Bit of a straw man, because you wouldn't do this regularly in code. Python on the other hand is a relatively large language at this point, and plain idiomatic python code leans relatively heavier on JIT unfriendly constructs compared to the other languages mentioned. Meanwhile, CL has a whole concept of "compile-time" that doesn't really exist in python. Hence the "perversely" part.

PyPy has used similar tricks as Smalltalk, Self, and JS/V8, many which were old hat in the 90s, but PyPy demonstrates that writing a performant JIT with reasonable memory requirements for real world code is much harder for Python.

For me the only thing that PyPy sadly demonstrates is that the Python community doesn't care about JIT support and anyone that wishes to use languages that embrace JITs should look elsewhere instead of having a continuous disappointment.
> there isn't the willingness to actually spend the resources improving its JIT story.

We should admit that funding is really important here. The Opensmalltalk-vm is currently sitting on a known optimization (speculative inlining) that has the potential to improve performance 2-3x. But those guys don't have the funding to implement it.
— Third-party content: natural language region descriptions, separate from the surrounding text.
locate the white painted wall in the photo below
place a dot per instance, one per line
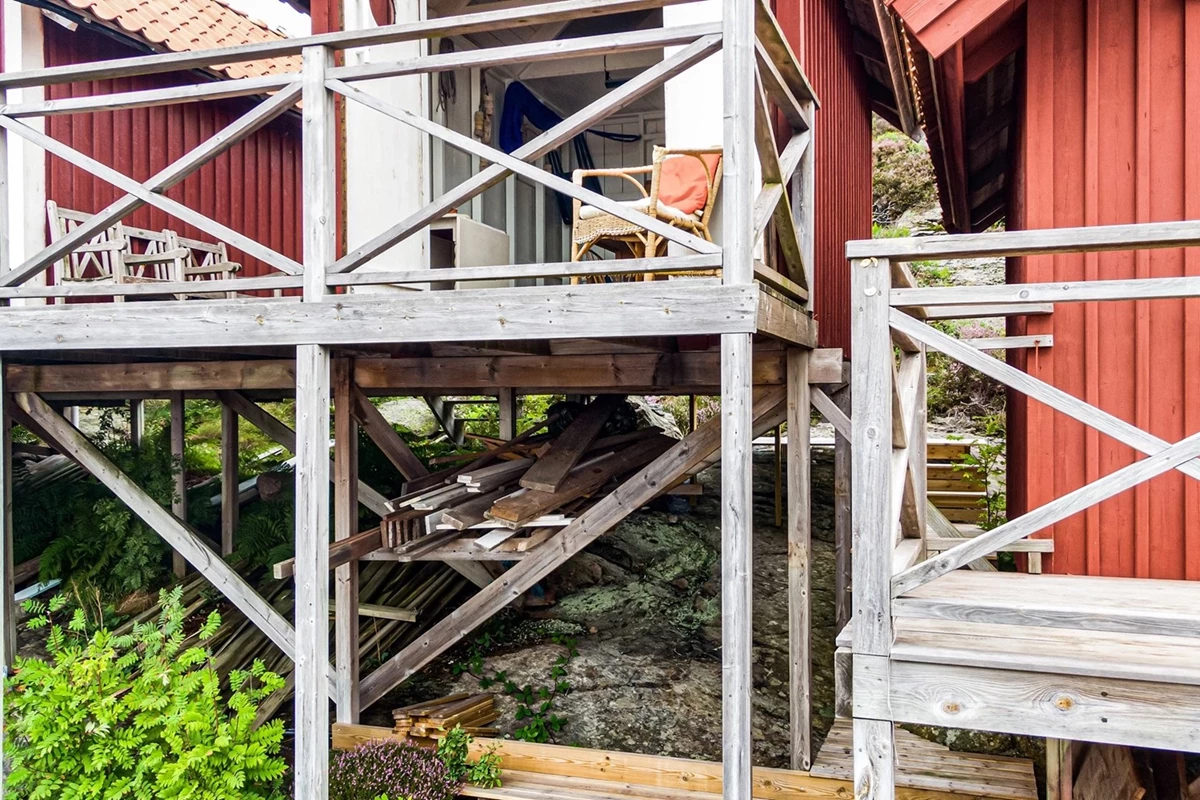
(27, 163)
(695, 102)
(387, 173)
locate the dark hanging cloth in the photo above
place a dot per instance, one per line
(521, 104)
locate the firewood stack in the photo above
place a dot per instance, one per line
(432, 719)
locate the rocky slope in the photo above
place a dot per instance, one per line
(643, 605)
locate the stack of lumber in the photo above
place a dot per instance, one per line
(516, 495)
(427, 720)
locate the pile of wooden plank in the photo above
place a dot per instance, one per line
(474, 713)
(502, 504)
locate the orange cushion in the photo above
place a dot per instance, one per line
(683, 184)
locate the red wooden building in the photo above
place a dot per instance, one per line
(1059, 113)
(253, 187)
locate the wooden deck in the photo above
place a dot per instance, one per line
(1063, 656)
(533, 771)
(927, 765)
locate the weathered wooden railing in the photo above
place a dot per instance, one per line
(769, 74)
(891, 337)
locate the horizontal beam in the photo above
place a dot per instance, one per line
(1144, 235)
(1012, 342)
(220, 287)
(527, 170)
(472, 23)
(653, 38)
(149, 97)
(581, 120)
(984, 312)
(1075, 292)
(690, 372)
(617, 310)
(531, 271)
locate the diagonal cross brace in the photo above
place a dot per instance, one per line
(175, 531)
(540, 145)
(526, 169)
(695, 450)
(1055, 511)
(1080, 410)
(151, 190)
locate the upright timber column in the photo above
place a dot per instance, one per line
(178, 446)
(737, 500)
(799, 555)
(346, 524)
(871, 402)
(312, 441)
(7, 606)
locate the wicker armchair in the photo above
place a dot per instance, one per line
(591, 227)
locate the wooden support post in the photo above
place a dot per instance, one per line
(346, 524)
(179, 499)
(873, 545)
(137, 422)
(312, 571)
(799, 554)
(229, 500)
(507, 398)
(737, 561)
(779, 477)
(844, 529)
(318, 125)
(737, 435)
(7, 605)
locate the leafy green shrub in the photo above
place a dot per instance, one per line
(454, 750)
(94, 539)
(136, 716)
(535, 704)
(903, 178)
(391, 769)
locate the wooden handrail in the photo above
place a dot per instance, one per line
(1143, 235)
(437, 28)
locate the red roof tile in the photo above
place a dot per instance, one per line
(187, 25)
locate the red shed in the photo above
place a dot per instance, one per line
(253, 188)
(1056, 113)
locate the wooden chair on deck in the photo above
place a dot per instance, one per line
(682, 193)
(205, 262)
(109, 257)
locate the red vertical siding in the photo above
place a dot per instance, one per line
(249, 188)
(1105, 140)
(823, 41)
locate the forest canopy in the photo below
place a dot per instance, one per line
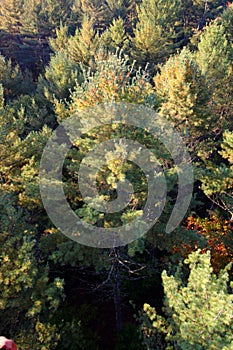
(161, 291)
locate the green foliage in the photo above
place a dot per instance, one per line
(155, 30)
(184, 95)
(214, 57)
(84, 44)
(115, 37)
(60, 77)
(13, 80)
(198, 314)
(217, 180)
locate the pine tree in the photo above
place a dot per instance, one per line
(96, 11)
(198, 313)
(60, 77)
(60, 42)
(10, 15)
(84, 44)
(227, 22)
(217, 180)
(155, 31)
(184, 95)
(214, 57)
(115, 37)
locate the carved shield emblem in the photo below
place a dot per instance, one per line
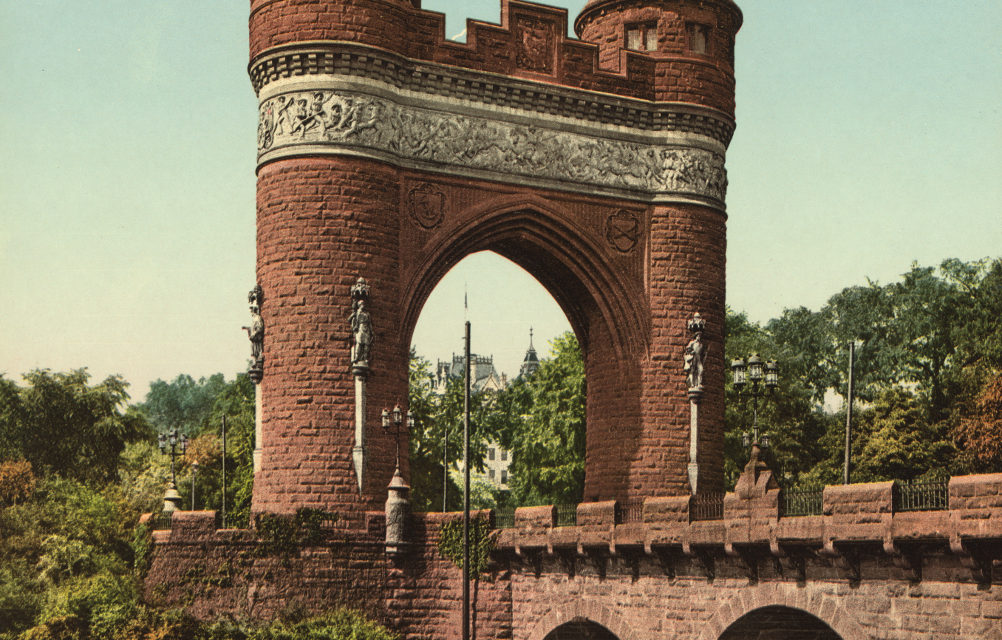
(427, 205)
(622, 230)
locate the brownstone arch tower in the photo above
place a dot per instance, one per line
(388, 153)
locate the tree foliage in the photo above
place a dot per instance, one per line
(979, 431)
(547, 441)
(62, 425)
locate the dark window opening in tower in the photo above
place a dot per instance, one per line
(641, 36)
(523, 399)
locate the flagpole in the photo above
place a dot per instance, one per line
(466, 490)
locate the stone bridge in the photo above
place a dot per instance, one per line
(860, 571)
(385, 155)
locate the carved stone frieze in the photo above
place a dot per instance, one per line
(356, 63)
(330, 121)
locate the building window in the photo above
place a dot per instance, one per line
(698, 37)
(641, 36)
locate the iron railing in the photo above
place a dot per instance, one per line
(504, 518)
(160, 521)
(706, 506)
(932, 495)
(802, 502)
(566, 515)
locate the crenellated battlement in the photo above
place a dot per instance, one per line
(529, 43)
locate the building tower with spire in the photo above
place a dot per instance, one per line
(531, 362)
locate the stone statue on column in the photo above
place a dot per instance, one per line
(362, 326)
(692, 364)
(361, 340)
(695, 356)
(256, 333)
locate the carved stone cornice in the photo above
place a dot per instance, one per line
(346, 59)
(445, 136)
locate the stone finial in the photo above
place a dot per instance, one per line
(398, 509)
(256, 333)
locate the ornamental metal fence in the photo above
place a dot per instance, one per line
(504, 518)
(930, 495)
(706, 506)
(566, 515)
(160, 521)
(807, 501)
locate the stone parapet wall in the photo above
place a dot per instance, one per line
(856, 515)
(661, 576)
Things like JIT/VM work are specialized and complex, and small free-time contributions from people FOSS style won't cut it.

JS has less dynamism in various places (operators especially, which allows you to statically type more, and therefore elide guards).

But yeah, I very much agree: Python isn't special here, it's just a willingness to spend resources (though a lot of that is tied to the CPython C API: either you constrain your VM design choices to be compatible with it directly, or have to add overheads to any/many C API calls).

> Frankly, for mainstream development, Kotlin or C# gives very pleasant, productive languages with strong ecosystems without paying such a penalty

If dynamic is important, Groovy is an excellent option - it preserves almost all of the desirable dynamic properties of Python but is by default 3-5x as fast and with trivial effort 10-20x as fast, approaching Java speeds essentially, and with all of the advantages of that runtime (full concurrency, etc).